The wax moth infestation can be controlled with various physical, chemical, and biological methods. As the wax moth is a typical lepidopteran insect that is poikilothermic, exposing multiple developmental stages and imagoes to extremely low and higher temperatures can provide a solution for the specific pest infestation. Additionally, divergent pesticides targeting the nervous system, respiratory system, developmental regulation, and general insect physiology further solve the problem. The biological control measures include the application of various micro-organisms or their secreted products that can help regulate the insect population. The present chapter highlights primary methods for regulating the wax moth infestation with divergent strategies to reduce economic loss to apiculture.
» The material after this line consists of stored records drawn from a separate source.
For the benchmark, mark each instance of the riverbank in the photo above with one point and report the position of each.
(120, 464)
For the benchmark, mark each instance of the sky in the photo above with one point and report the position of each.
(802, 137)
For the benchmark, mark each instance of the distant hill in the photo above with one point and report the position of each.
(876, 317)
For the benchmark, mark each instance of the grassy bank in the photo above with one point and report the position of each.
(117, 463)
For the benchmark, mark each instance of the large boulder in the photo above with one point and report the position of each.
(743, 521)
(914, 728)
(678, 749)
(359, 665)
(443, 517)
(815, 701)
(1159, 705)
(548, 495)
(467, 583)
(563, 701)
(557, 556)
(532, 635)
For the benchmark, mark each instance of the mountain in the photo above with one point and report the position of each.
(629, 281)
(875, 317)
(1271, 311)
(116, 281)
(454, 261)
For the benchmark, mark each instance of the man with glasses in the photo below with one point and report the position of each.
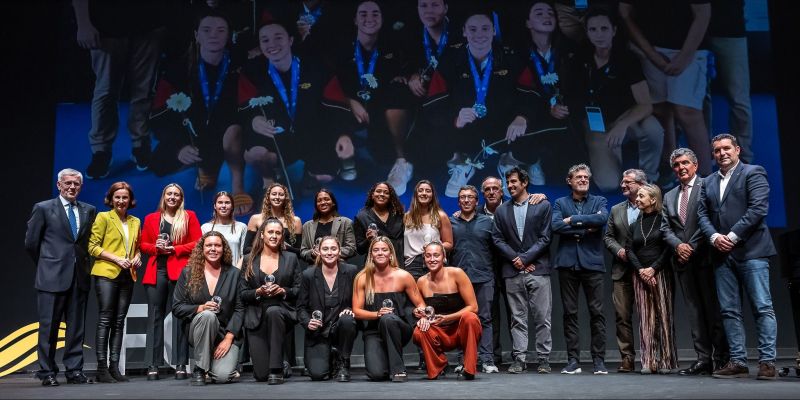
(57, 240)
(522, 236)
(617, 235)
(579, 219)
(472, 251)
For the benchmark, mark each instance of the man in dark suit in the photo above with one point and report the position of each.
(732, 211)
(690, 261)
(57, 240)
(579, 219)
(617, 236)
(521, 234)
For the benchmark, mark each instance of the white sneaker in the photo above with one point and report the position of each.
(490, 368)
(460, 174)
(400, 175)
(506, 162)
(536, 174)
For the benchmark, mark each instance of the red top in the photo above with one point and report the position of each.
(183, 248)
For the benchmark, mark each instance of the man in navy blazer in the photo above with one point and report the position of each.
(521, 234)
(579, 219)
(57, 240)
(732, 212)
(681, 230)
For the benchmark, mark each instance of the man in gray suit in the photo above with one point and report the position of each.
(732, 211)
(690, 261)
(57, 240)
(617, 236)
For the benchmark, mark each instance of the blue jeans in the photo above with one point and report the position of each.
(752, 277)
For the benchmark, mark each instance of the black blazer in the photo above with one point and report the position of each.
(231, 311)
(287, 276)
(676, 232)
(312, 296)
(535, 245)
(59, 257)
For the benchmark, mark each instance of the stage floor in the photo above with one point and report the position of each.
(496, 386)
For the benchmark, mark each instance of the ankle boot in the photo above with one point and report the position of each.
(113, 369)
(102, 373)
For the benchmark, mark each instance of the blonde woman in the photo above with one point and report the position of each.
(384, 297)
(168, 237)
(114, 244)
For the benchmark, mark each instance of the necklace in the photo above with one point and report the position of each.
(641, 227)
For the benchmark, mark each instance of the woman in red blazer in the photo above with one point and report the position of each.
(168, 237)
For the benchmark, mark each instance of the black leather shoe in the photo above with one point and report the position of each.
(275, 379)
(78, 379)
(698, 368)
(49, 380)
(180, 372)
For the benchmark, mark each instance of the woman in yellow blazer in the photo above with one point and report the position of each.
(114, 244)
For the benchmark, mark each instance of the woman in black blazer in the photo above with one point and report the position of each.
(270, 314)
(328, 289)
(207, 298)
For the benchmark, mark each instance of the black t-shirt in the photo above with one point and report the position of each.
(665, 23)
(727, 18)
(607, 87)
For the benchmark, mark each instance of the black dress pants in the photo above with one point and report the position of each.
(159, 304)
(267, 341)
(113, 298)
(570, 282)
(318, 350)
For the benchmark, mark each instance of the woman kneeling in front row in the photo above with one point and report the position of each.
(324, 309)
(207, 298)
(452, 322)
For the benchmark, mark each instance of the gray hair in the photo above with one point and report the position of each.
(683, 151)
(577, 167)
(470, 188)
(639, 176)
(69, 172)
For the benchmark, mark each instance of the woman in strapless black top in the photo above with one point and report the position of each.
(384, 300)
(455, 324)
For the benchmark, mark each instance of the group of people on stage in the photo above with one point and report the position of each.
(236, 291)
(449, 87)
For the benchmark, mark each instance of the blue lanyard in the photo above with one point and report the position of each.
(482, 83)
(551, 68)
(223, 71)
(360, 64)
(426, 41)
(291, 107)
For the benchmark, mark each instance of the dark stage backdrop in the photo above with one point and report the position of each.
(47, 81)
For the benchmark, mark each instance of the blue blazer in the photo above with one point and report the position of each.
(577, 246)
(535, 244)
(741, 210)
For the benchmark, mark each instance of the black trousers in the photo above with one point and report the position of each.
(383, 348)
(570, 282)
(499, 295)
(702, 310)
(317, 355)
(159, 304)
(268, 340)
(794, 295)
(51, 307)
(113, 298)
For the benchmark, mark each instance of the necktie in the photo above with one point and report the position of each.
(684, 204)
(73, 221)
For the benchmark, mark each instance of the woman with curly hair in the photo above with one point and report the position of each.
(424, 222)
(382, 215)
(271, 285)
(168, 237)
(276, 204)
(207, 299)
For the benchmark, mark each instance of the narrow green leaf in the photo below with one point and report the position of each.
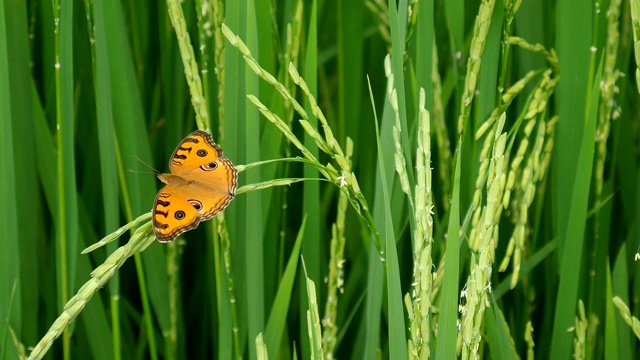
(447, 326)
(278, 315)
(571, 260)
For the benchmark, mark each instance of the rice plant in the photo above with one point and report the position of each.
(417, 179)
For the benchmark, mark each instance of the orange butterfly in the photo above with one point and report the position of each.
(202, 183)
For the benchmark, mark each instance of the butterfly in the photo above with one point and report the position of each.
(201, 183)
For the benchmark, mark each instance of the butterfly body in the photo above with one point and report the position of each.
(201, 183)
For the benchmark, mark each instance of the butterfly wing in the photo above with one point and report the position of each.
(173, 214)
(199, 159)
(201, 184)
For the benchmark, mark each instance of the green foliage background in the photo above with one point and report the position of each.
(496, 130)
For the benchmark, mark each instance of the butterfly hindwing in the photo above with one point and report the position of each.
(173, 214)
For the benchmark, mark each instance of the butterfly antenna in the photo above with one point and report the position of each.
(147, 165)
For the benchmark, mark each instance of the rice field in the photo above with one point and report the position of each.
(416, 179)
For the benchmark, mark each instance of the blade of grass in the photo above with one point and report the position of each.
(573, 52)
(67, 230)
(235, 109)
(27, 196)
(136, 193)
(254, 231)
(108, 164)
(312, 250)
(447, 325)
(276, 324)
(9, 252)
(611, 330)
(397, 338)
(571, 258)
(624, 337)
(500, 342)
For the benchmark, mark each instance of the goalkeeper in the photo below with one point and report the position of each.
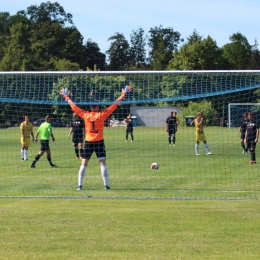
(94, 138)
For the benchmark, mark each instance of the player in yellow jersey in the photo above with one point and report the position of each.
(26, 129)
(94, 138)
(200, 136)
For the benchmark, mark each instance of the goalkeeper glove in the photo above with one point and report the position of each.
(65, 93)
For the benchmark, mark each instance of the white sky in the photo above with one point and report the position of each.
(98, 20)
Environmental pollution due to plastic is becoming a concentration, drawing concern throughout the world. The wax moth larvae possess the potential for biodegradation of different types of plastic with or without the involvement of the intestinal microbiome in the larval gut. Similarly, mealworms and Tenebrio molitor have been reported to cause the degradation of polyethene and polystyrene mixtures. According to scientific literature, superworms such as Zophobas atratus can cause polystyrene degradation. The plastic is biodegradable with many bacterial genera, including Pseudomonas, Ralstonia, Stenotrophomonas, Rhodococcus, Staphylococcus, Streptomyces, Bacillus, Aspergillus, Cladosporium, Penicillium, and others. A few other invertebrates with complex gut microbiomes also possess this property of plastic biodegradation.